This past weekend was Thanksgiving weekend, and I spent about 12 miserable hours of it feeling depressed and irritable. It wasn’t for the usual reasons that holidays bring people down. Thanksgiving itself was fine. I got along well enough with my extended family. My kids weren’t too cranky or annoying. I wasn’t stuck in endless holiday traffic, and I didn’t have to cook or clean up. I didn’t have PMS either.
It took me one moody evening and one morning where I did nothing but snap at my husband and children to figure out what the problem was.
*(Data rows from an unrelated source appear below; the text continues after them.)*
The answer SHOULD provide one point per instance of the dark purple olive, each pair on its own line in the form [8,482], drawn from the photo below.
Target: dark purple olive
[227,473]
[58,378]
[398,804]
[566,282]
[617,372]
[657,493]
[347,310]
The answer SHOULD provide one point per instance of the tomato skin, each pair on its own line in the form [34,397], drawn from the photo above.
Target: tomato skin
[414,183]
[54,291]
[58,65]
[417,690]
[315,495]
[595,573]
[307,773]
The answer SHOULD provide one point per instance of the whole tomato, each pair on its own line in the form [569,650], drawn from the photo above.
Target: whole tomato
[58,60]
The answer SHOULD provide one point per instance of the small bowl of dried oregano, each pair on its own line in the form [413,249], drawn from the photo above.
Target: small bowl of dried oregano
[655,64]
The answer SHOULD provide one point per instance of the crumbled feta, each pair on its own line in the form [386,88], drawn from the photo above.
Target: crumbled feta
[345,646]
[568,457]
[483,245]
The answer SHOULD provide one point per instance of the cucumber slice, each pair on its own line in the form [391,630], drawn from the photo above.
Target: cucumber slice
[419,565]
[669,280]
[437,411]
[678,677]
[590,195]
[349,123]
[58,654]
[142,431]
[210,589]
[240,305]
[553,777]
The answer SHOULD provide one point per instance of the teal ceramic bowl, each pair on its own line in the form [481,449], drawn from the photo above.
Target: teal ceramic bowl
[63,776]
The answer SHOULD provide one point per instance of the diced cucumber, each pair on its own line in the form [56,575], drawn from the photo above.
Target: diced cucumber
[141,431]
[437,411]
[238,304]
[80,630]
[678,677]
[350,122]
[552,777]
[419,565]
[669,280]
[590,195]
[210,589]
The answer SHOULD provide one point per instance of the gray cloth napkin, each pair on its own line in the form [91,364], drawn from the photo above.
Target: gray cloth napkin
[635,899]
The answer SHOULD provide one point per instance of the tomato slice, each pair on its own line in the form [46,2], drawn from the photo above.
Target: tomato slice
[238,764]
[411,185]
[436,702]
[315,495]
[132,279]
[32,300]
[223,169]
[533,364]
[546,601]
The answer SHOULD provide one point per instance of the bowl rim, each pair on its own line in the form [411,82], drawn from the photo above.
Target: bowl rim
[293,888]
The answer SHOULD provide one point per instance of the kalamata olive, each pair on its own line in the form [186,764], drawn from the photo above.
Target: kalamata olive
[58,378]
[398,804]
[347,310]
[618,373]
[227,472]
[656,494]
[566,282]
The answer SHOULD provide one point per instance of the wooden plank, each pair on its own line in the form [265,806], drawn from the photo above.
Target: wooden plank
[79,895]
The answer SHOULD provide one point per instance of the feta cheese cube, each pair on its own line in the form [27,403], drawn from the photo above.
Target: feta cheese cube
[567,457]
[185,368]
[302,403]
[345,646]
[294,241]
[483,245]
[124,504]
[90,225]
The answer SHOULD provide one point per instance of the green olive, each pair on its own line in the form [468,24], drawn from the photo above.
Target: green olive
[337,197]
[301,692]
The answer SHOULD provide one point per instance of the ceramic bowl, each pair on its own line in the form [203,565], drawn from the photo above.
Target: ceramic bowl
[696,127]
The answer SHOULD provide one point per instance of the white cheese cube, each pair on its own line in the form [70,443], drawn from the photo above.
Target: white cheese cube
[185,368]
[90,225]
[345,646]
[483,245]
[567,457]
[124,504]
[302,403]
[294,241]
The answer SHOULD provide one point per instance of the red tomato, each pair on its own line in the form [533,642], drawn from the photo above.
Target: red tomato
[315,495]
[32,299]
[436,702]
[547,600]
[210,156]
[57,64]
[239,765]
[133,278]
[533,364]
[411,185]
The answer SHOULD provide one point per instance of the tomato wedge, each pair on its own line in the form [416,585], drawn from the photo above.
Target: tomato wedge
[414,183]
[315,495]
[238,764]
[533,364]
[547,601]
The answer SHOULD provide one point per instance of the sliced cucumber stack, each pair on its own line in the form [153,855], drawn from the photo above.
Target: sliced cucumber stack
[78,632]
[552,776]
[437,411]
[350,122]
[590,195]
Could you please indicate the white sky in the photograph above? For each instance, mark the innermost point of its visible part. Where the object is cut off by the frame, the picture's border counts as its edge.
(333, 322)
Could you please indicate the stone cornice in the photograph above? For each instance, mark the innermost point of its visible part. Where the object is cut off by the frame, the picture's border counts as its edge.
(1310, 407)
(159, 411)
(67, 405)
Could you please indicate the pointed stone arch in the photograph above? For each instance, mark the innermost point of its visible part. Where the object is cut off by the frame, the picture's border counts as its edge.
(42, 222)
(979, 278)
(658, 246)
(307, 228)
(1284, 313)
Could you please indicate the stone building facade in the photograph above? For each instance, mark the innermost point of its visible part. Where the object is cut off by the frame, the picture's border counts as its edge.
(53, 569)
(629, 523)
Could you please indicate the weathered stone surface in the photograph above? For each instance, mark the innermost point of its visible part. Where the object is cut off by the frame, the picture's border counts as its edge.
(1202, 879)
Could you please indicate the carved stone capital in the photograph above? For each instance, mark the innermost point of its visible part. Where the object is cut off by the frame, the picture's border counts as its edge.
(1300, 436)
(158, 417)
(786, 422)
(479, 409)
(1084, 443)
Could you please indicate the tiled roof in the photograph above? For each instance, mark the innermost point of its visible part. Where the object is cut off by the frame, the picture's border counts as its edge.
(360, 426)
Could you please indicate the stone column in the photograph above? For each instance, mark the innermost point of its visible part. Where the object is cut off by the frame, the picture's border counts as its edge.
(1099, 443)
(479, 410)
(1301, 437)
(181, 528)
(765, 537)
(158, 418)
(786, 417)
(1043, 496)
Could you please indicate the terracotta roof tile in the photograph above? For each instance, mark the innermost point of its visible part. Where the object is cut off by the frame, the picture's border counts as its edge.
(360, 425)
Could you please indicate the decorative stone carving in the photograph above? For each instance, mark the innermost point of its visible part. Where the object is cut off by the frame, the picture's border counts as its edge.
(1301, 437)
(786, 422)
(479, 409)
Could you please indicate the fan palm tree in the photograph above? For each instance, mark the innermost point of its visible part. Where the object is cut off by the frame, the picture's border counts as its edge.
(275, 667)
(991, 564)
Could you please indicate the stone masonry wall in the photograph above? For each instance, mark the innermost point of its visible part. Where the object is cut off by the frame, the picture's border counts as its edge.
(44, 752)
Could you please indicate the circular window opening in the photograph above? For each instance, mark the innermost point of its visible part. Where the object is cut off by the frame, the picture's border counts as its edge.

It was that I had done literally nothing for me all weekend.
In the days and weeks leading up to Thanksgiving weekend, I’d worked my ass off so that my job-related stuff would be squared away and I could do nothing but relax and hang out with my family. After the Thanksgiving festivities were over, I made a list of all the things everyone wanted to do, and I coordinated our days so everything would get done.
I planned a family outing to shop for our Christmas tree and some new holiday decor. I made a plan for going to the movies—finding a theater that was showing each of the movies my kids wanted to see so that we could split up and everyone would get what they wanted. I zoomed through my online holiday shopping like a boss on Black Friday morning, checking each of my kids’ requested items off their detailed lists. I even made a plan to squeeze in a date night with my husband.
But I hadn’t penciled in any “me” time.
Like most moms, this is totally on brand for me. My default setting is to put everyone’s needs before my own and just hope that my own needs will get met somehow, someday … by osmosis, maybe.
I should know by now that this always, always fails. It’s not like the opportunity to do something just for me will fall out of the freaking sky. Nope, like everyone else, my life is B-U-S-Y. Between work, kids, keeping the house in decent order, and all the emotional and invisible labor of managing a household, the only way anything happens around here is if I make a damn plan.
It’s just that planning is so much easier to do when it involves anyone’s needs but my own. I’m not sure why this is. Is it because I’m a woman and I’ve been conditioned to behave this way? Is it because of the caregiving role I always played in my own family growing up? Is it something in the water?
I don’t know, but it’s the way it’s been for so long that it feels nearly impossible to change. It’s so hard to say, “Hey, I worked my tushie off for this four-day weekend, and I’m gonna take an afternoon to myself to do whatever the fuck I want.”
It’s hard as hell to do that, which is both ridiculous and incredibly sad at the same time.
This past weekend, however, after living with that heavy feeling of depression and prickly anger for half a day, I had a little revelation. It’s going to sound corny AF, but here goes: I MATTER. I matter. And that is a complete, goddamn sentence.
Getting a few hours to myself—even during the most hectic times in our family’s life—matters just as much as everyone else getting what they want.
It’s not just because of that old adage about how you can’t pour from an empty cup–that you can’t give to others unless you give to yourself. That’s true too. But even that presupposes that the only reason a mom like me should do anything for herself is so that she can be a well-rounded, even-tempered mother and wife.
That is misguided. I should be able to do something simply for me and me alone, and not just because my happiness will rub off on others. Why on earth isn’t my happiness and joy enough on its own? It sure as fuck should be.
So, after my pitiful night and cranky morning, I told my husband to take the kids out for the afternoon so I could spend some time doing what I love best: curling up in bed with a book and spending time writing poetry (which I love) — and that’s exactly what I did. I read and wrote and drank peppermint tea to my heart’s content. Without guilt. It felt so damn good.
My goodness, I’m going to do that more often. I’m done putting myself on the back burner. I’m done delaying my own plans and passions. I’m done putting everyone’s wants and needs before my own. It isn’t helpful to anyone, and it ignores my own need for personal fulfillment, my own hunger for joy.
For me, a natural introvert, putting myself first means spending a quiet afternoon at home alone with my poems. For you, it might mean finally signing up for that dance class. It might mean booking that girls’ trip. It might mean spending a day in the city alone browsing bookstores. It might mean restarting that sewing or scrapbooking project you shelved a few years ago.
Whatever it is, do it. Now. Don’t put it off any longer. And don’t overanalyze it, trying to figure out the meaning behind it or how it could somehow benefit others around you. Do it for the sole reason that it makes you feel good and brings you joy.
Why deny yourself something so basic—so human—as pleasure and joy? You deserve it.